Pros, Mehs, and Cons
- If you ever want to experience “War is hell” as a board game, this really sells it. It’s pretty hard to win, you’re constantly inflicting pain on yourself or your team, and more often than not you’re gonna end up dead. As far as a theme goes, it really does well, there. Not sure that’s a pro for everyone, but it really does its theme well.
- Great art. It’s got a Roald Dahl’s illustrator-esque vibe to it (Quentin Blake, I just learned), and I’m a huge fan.
- Really easy to teach. It’s hard as hell to win consistently, but yeah, pretty easy to teach. It helps that I find cooperative games easier to teach than competitive games, since you can teach people rules in-the-moment for a bit better understanding, at times.
- Fairly short. Only takes like, half an hour to play.
- Stressful, but the good kind of stressful? Tense, I guess? It’s got a very good thing that most of my favorite co-ops have (Pandemic, Burgle Bros., Mysterium) where you’re really not sure you’re gonna win, and sometimes you get lucky and it’s awesome. It can be a bit stressful, but it’s pretty excellent.
- Box is kind of an odd shape. I guess it’s to allow room for future expansions, maybe?
- The Support Tokens could be larger, if I’m allowed to nitpick. It’s a really nitty nitpick, but there you have it.
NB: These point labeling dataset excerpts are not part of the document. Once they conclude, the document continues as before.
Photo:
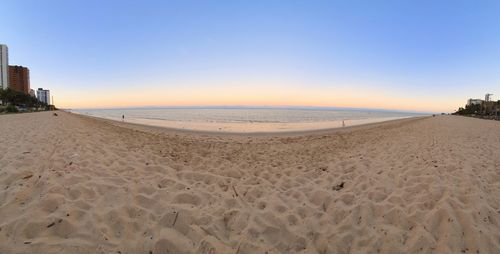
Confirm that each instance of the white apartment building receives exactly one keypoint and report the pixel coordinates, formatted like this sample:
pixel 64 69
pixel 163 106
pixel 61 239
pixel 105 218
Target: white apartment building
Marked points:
pixel 43 95
pixel 4 66
pixel 474 102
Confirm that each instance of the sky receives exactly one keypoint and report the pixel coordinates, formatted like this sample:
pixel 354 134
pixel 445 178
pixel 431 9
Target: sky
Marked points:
pixel 427 56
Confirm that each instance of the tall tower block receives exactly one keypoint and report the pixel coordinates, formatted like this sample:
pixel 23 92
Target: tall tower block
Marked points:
pixel 4 66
- Can be a downer. This is not Tokaido. It is not a particularly happy game, and that might not appeal to everyone. You will likely lose your first game, and that’s okay! It’s just not necessarily a theme that immediately attracts everyone.
- I generally don’t like cards that force out-of-game actions. The Mute Hard Knock forces another player to stop speaking or communicating with other players (and cannot use Speech Tokens), which I get the point of, but I personally am not a huge fan of. We have house-ruled it to “say as little as possible, but if you have a rules question you can say, ‘point of order’ and ask your question” to prevent catastrophes, since I got Muted our first game and I was the only person who had read the rules…
Overall: 8.75 / 10
Overall, The Grizzled is fantastic. It’s heavily thematic (both in a positive way and in a way that doesn’t compromise gameplay), it’s simple enough to learn, and it has a lot of replay value since you’re never quite having the same experience across any games. I feel like it’s a bit less expansive than, say, Burgle Bros. or Pandemic (just by virtue of being a smaller game), but it’s still one I’d highly recommend to people interested in cooperative games. While it might not be the sunniest or happiest choice, it’s still a potent little game with a lot of depth to it, and as a result I’d strongly recommend trying it.